She saw David one day, as she lurked. He was doing the same thing she was, watching Frank Creegan scrape pealing paint from a window pane. He would apply a new coat of white the next day. That was his schedule. Scrape, paint, dry. Scrape, paint, dry.

She didn’t know why David didn’t go up to him. It’s not like he was an escaped convict. No, she’d had Willow check him out after the collapse. David was a big shot detective, working for something called the OSC. He took care of the bad guys.

In a way, she followed in his footsteps, she guessed. The taking down the bad guys part. Which was ironic, if you thought about it. She only knew him from old photos. He’d moved out the minute he turned eighteen. She was five at the time. He never came back to visit.

Man, to hear Frank talk about him, though. His boy David was the apple of his eye, could do no wrong. He followed David’s FBI career, had clippings of any time he was mentioned stored away in scrap books. They were thin books at first, but they multiplied as she grew.

She had worshiped him as a kid. The almost mythical figure of her big brother. She had imagined that he would swoop in, driving what was surely a fly car, protecting her from the bitches at school who taunted her for being motherless. Yeah, her big brother would take care of them.

He never did, of course. He never came to Boston at all, much less to visit her. He sent cards, things to make a little girl laugh even after she wasn’t a little girl any more.

He’d gotten married, she had found out, courtesy of Willow.

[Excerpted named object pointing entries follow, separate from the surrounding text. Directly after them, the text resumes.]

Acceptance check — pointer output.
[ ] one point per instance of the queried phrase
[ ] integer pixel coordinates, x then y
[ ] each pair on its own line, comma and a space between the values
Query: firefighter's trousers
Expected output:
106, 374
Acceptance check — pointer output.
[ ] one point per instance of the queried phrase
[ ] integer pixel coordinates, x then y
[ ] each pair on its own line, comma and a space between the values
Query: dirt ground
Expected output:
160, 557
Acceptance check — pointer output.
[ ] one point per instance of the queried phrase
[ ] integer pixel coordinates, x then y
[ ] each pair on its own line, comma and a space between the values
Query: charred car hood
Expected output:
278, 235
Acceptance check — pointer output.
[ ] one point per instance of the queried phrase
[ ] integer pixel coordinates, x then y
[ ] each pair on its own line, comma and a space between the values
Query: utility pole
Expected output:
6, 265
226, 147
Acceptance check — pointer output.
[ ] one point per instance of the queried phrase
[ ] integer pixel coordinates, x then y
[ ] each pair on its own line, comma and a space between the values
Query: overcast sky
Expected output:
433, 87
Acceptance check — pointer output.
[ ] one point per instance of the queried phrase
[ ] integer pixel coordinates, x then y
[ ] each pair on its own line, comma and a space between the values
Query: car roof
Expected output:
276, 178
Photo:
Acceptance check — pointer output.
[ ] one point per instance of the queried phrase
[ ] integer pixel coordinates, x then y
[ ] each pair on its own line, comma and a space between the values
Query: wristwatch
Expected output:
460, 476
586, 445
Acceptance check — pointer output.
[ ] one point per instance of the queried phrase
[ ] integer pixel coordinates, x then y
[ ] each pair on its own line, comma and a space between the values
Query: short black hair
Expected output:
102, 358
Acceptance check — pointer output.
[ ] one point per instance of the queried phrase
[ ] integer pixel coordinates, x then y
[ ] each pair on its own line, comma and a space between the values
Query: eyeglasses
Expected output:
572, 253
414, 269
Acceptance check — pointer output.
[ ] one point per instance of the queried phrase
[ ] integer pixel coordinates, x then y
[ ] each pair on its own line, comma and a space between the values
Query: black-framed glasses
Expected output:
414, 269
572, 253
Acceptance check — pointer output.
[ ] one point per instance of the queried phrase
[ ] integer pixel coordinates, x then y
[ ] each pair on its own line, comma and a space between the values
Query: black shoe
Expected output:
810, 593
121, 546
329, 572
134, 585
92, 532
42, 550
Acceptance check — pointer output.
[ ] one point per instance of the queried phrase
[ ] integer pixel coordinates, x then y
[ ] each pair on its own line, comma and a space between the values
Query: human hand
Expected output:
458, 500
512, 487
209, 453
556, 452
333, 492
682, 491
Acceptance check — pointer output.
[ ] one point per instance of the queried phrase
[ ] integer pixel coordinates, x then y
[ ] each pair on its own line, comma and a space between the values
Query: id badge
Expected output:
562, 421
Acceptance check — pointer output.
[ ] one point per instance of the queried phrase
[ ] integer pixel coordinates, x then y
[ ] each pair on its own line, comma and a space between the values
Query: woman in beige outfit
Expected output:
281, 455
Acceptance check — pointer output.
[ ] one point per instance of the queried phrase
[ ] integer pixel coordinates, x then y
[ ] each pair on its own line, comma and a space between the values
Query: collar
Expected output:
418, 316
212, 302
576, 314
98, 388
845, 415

Created his own little family and forgot about the one he used to have. Two girls and a blonde wife. He’d probably even lost the Boston accent that was predominant in her own speech. But that was good. People had to move on.

She took one last drag off her cigarette and stamped it beneath her heel. It sat with the others that had accumulated over the week, as she watched the old man, screwing up her courage to take those last few steps. She could face hundreds of turok-han, and hell, she partied with vamps, but crossing that distance was something she just couldn’t do.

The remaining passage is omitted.